If the present writer were asked to deal with the question, self or non-self?--he would begin to say that in one sense there is a self, but, paradoxically, it would also be true to say that in another, there is no self; it all depends on what level we are thinking.
Superficially there is a self because:
Thought has associated and identified itself with the apparent permanence of the body, as well as with the terms “me” and “mine”.
Thought, which is transient and impermanent, has created the thinker so that it can run away from the Void, the realization that it is totally nothing.
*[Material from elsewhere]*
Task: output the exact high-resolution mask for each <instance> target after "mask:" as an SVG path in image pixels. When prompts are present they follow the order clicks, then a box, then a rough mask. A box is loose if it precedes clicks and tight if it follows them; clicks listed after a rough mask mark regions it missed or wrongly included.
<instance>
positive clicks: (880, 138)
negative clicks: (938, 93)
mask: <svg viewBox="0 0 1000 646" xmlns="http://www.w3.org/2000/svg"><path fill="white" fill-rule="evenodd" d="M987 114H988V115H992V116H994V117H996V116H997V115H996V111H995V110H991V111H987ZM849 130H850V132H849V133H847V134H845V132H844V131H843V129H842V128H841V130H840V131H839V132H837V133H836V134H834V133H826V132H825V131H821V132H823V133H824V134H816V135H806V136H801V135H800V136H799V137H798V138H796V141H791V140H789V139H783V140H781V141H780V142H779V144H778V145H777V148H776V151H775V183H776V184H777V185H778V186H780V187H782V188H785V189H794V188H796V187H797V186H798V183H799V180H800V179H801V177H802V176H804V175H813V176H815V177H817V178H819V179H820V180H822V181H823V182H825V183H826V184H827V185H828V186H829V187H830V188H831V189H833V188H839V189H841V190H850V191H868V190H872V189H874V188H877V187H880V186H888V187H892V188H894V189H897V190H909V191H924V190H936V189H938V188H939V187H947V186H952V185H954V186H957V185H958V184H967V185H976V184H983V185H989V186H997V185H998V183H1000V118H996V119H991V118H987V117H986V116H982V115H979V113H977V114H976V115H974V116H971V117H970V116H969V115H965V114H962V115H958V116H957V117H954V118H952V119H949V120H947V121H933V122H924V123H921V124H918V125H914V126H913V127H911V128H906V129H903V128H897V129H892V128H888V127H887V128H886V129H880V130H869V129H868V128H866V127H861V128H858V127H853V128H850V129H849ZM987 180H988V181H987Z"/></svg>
So the idea of the thinker, the “I”, exists within thought, and is therefore also transient, but it is given the appearance of continuity by Memory. This deceptive mechanism, creating duality, may perhaps be demonstrated by way of an analysis of a simple act of perception. Let us consider in a slightly different the example given on p. 85* in which the eyes are looking at a sunset. There is perception of the sunset by a human observer, so that there is an “experiencing” of the sunset. As long as this is a fact, there is no entity that reflects on its experiencing, that sees itself “seeing” (for as soon as this happens there is an end of the seeing of the sunset, and the replacement of the sunset by the “seer”; and we may then say that during this experience there is no entity that reflects on the seeing of the “seer”! And so we could go on, of course, ad infinitum).
The analysis of this simple example clearly demonstrates that perception is always a non-dual “event” which in retrospect we call an “observer-object relationship” but in which there is in actual fact neither an observer nor an object, as a separate entity. The sunset would not exist but for the observer, now would the observer exist but for the sunset.